I walked the boardwalk for half an hour taking in as much as I could before getting back in the car.
An excerpt from my journal at Potter Marsh:
"Of course the scale is what hits you first - what at once looks both looming and figurine. My chest felt contracted into my back. My eyes protested with a dull ache, flailing between my feet and the peaks.
A blue streak cut through my gaze. My eyes shifted focus, pulling back to the yellow grassed marsh I was standing in. Another blue streak glided by, luffing its wings until it caught the wind and locking into a float. Those half-moon, arced wings, that so often find their way inked onto skin, filled the marsh. If I've seen a Tree Swallow before I don't remember it. In the modest trailing marsh of the mountains the swallows vie for you attention. Or rather, they don't. They aren't there for you at all. You've traveled all this way to see them, but you didn't know it."
The drive from Anchorage to Homer is five hours of non-stop beauty. At times I was thankful to be alone and have the freedom to stop as I pleased and at other times I wished I had a companion that I could shake with excitement.
"Gradually as you drive the mountains kneel down to the lowlands. The scrubby pines take their place. Straight and starving they line the road.
Somehow I missed the transformation. How far back was the last peak? How long have I been in the bush? Somewhere in the last few miles I had started breathing smooth even breaths again. The mist and heavy snow had rolled back, releasing my lungs. To be out from under the gaze of the mountains was a relief I hadn't expected. "
"The grassland here is so beaten down by the weather its a dull ocher. At a speed it blends together like smooth sand. I passed a valley of those squat green pines and had the most surreal feeling that I was driving through a cactus stand in the middle of the desert. It stretched back forever but then it was gone around the bend and I was back in Alaska. "

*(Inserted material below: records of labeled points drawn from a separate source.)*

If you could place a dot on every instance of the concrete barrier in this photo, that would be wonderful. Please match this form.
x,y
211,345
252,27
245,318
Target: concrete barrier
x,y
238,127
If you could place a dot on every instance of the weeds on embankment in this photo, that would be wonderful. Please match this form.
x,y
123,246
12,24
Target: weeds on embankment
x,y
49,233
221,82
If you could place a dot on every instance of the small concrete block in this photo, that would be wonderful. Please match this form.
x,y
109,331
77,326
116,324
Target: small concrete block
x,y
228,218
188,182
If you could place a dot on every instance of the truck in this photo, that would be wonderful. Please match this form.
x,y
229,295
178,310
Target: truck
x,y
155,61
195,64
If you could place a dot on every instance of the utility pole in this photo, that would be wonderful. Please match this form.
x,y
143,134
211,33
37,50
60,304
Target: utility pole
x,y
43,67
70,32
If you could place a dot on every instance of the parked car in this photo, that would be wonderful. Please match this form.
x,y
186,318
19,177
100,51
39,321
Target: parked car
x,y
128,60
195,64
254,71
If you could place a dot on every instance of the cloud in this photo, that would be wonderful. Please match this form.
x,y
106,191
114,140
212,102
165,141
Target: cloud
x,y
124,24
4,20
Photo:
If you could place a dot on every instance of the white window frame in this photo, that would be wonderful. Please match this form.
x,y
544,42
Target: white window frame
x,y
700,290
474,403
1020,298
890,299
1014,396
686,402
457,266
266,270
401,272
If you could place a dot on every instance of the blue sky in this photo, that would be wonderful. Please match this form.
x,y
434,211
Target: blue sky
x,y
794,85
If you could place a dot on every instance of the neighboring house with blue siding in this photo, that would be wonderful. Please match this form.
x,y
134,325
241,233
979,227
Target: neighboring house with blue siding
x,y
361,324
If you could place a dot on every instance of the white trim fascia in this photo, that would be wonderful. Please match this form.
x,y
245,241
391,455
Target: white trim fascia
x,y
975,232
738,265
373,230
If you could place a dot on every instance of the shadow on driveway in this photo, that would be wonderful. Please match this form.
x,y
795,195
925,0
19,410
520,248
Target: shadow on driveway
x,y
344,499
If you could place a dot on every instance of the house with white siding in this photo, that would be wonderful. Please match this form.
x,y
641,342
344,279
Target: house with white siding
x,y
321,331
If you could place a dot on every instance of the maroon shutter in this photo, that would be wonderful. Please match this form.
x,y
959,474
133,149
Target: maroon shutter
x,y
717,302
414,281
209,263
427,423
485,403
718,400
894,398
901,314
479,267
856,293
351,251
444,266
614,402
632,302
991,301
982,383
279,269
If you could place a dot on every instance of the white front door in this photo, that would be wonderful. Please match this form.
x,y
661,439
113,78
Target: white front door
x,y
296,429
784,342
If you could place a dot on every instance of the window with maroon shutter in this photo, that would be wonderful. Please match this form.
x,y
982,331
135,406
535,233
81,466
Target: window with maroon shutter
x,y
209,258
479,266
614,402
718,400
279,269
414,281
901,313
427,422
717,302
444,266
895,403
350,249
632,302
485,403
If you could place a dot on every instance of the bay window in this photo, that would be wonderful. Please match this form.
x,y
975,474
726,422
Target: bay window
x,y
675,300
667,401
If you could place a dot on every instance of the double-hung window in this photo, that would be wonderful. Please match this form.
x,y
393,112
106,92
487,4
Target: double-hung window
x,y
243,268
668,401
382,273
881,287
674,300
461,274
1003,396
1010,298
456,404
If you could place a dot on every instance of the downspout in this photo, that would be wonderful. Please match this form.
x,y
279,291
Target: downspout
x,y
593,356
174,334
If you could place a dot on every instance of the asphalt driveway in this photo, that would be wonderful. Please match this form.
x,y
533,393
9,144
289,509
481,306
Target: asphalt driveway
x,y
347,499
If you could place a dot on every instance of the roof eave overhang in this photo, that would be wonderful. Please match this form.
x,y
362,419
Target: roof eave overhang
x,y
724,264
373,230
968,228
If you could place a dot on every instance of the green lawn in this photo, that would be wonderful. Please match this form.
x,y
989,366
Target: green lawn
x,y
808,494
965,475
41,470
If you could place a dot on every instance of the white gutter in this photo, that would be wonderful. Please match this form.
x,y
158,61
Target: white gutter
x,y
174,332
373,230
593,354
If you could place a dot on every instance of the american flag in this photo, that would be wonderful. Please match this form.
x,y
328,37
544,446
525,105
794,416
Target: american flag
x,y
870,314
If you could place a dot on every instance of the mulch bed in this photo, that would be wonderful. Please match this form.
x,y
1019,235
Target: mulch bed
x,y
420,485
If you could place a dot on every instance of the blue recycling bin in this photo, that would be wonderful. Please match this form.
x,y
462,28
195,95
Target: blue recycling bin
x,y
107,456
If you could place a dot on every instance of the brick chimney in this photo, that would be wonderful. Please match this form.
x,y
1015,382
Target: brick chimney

Follow the small sign for Ninilchik and you'll feel like you've stepped into a Russian wonderland. Ninilchik is not technically an incorporated town but what it DOES have is a distinct Russian dialect, a blend of imported Russian and native Dena'ina Athabaskan, specific only to this place. Few are left who speak it and I saw no one but other tourists in this little town making it feel very much like a ghost town making it easy to imagine this as the original town the Russians from Kodiak Island built when they first came in 1847.
From the overlook where the church sits you can see the Aleutian Islands, the fabled Ring of Fire.
When you finally break out of the trees the steep cliffs catch you before you tumble into the expanse that is Kachemak Bay. The tension sprang back into my throat immediately. As far as your eye can stretch the mountains run further.
By the time you pull into Homer, neck stiff and hips protesting, there are few emotions left to feel.